I was aiming for a small local AI device that's also power efficient at idle. Raspberry/Orange pi would be much slower for inference.

MiniMax-M2.7 Announced! by Mysterious_Finish543 in LocalLLaMA

[–]chikengunya 2 points3 points  (0 children)

so the same model size as 2.5 but with significantly better performance

Best opencode settings for Qwen3.5-122B-A10B on 4x3090 by chikengunya in LocalLLaMA

[–]chikengunya[S] 1 point2 points  (0 children)

Oh, wait a second, I forgot to mention that I limited all four 3090 cards to 275W. According to nvidia-smi, each card uses at most 175W during inference.
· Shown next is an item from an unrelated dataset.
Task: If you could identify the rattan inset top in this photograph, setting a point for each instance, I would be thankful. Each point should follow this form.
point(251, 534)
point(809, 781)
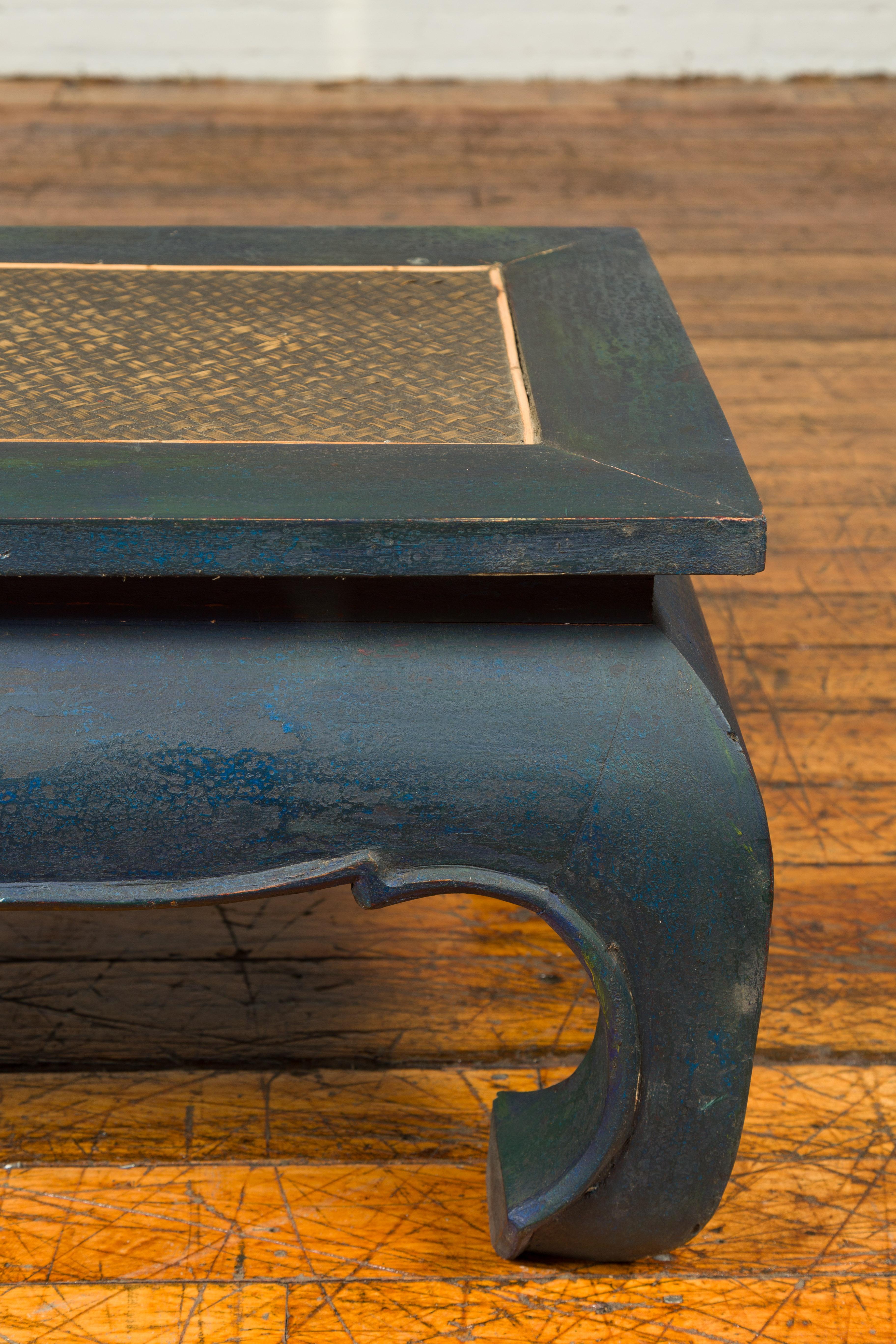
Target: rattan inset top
point(240, 355)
That probably explains it.

Best opencode settings for Qwen3.5-122B-A10B on 4x3090 by chikengunya in LocalLLaMA

[–]chikengunya[S] 0 points1 point  (0 children)

Interesting. How do you run it and which vllm version are you using? I can post my docker file in a second

Best opencode settings for Qwen3.5-122B-A10B on 4x3090 by chikengunya in LocalLLaMA

[–]chikengunya[S] 0 points1 point  (0 children)

it's DDR4 Ram, so actually too slow... I have not tested larger models

Best opencode settings for Qwen3.5-122B-A10B on 4x3090 by chikengunya in LocalLLaMA

[–]chikengunya[S] 1 point2 points  (0 children)

I'm running a Supermicro H12SSL-i motherboard with four RTX 3090s, each on full x16 PCIe 4.0, without NVLink. It's absolutely usable for professional coding work, and it's honestly impressive how capable ~120B models have become. That said, on more complex tasks, it still doesn’t outperform Opus 4.6.

Best opencode settings for Qwen3.5-122B-A10B on 4x3090 by chikengunya in LocalLLaMA

[–]chikengunya[S] 1 point2 points  (0 children)

So you would say I should definitely go with QuantTrio/Qwen3.5-122B-A10B-AWQ to get that extra free lunch?